How low did the right go? Low enough to manipulate an interview with his grandmother to falsely claim he was born in Kenya.


Obama’s twice-released birth certificate was even accused of being forged.


This was a movement supported by Trump, Sarah Palin, Mike Huckabee and Newt Gingrich—also known as people allowed to make decisions that affect the country.


And what party is complete without healthy (and one-sided) coverage by the “fair and balanced” Fox News to give the “birthers” an air of validity?


Former presidential nominee John McCain didn’t outright use the conspiracy against Obama, probably because he had his own nearly nonexistent issue to deal with: being born in the Canal Zone in Panama.


So far there has only been mild questioning of Cruz’s eligibility, but it’s still very early in the presidential race.


While I wouldn’t put it past Republican nominees to use Cruz’s birth as a campaign tactic—after all, Hillary Clinton did it to Obama when they competed—they would be shooting themselves in the foot if they didn’t.


Ignoring that it’s easier to bring right-wingers against a hypothetically African-Muslim candidate than a passes-for-white Hispanic Canadian, the Republican Party will have to acknowledge this discrepancy down the line or Democrats will have plenty of ammunition to call them out as hypocrites or even racists.

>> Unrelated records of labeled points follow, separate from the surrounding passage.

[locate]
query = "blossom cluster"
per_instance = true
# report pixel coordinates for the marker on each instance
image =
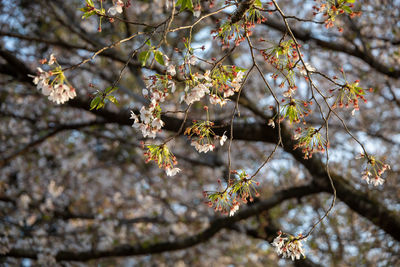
(53, 83)
(295, 110)
(163, 157)
(239, 190)
(116, 8)
(289, 246)
(158, 88)
(219, 85)
(310, 140)
(202, 136)
(374, 170)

Republicans, notably Tea Partiers, spent the better part of Obama’s campaign broadcasting its suspicions of his eligibility. If they downplay the issue with Cruz, they risk extreme followers catching on to inconsistency.


The excuse with Cruz is that he was born to American citizens, but so was Obama and that didn’t stop anyone from treating him like an illegal immigrant.


When Obama’s nationality was questioned, it was covered like an actual issue, feeding the conspiracies as though anything could really come out of it.


But with Cruz so far, the media is going out of its way to clear any doubts, like it was supposed to back then.


There’s a really simple way to understand this.

Remember at the Oscars when the winning Mexican director received a green card joke and none of his European counterparts did?

I don’t want to say “racism,” but again, it’s easier casting doubt with a hypothetically African-Muslim than a Canadian-born Christian Hispanic who goes by Ted instead of Rafael—a man with no accent and fairer skin than most Latinos.


Not to shame Cruz on his ethnicity or first name choice, but he doesn’t need to be born in Texas to fit the right’s ideal of being as American as apple pie.


Barack Hussein Obama, on the other hand, is the socialist-communist-Muslim-Arab-Kenyan bogeyman Republicans use to scare “less tolerant” Americans into voting for them during elections.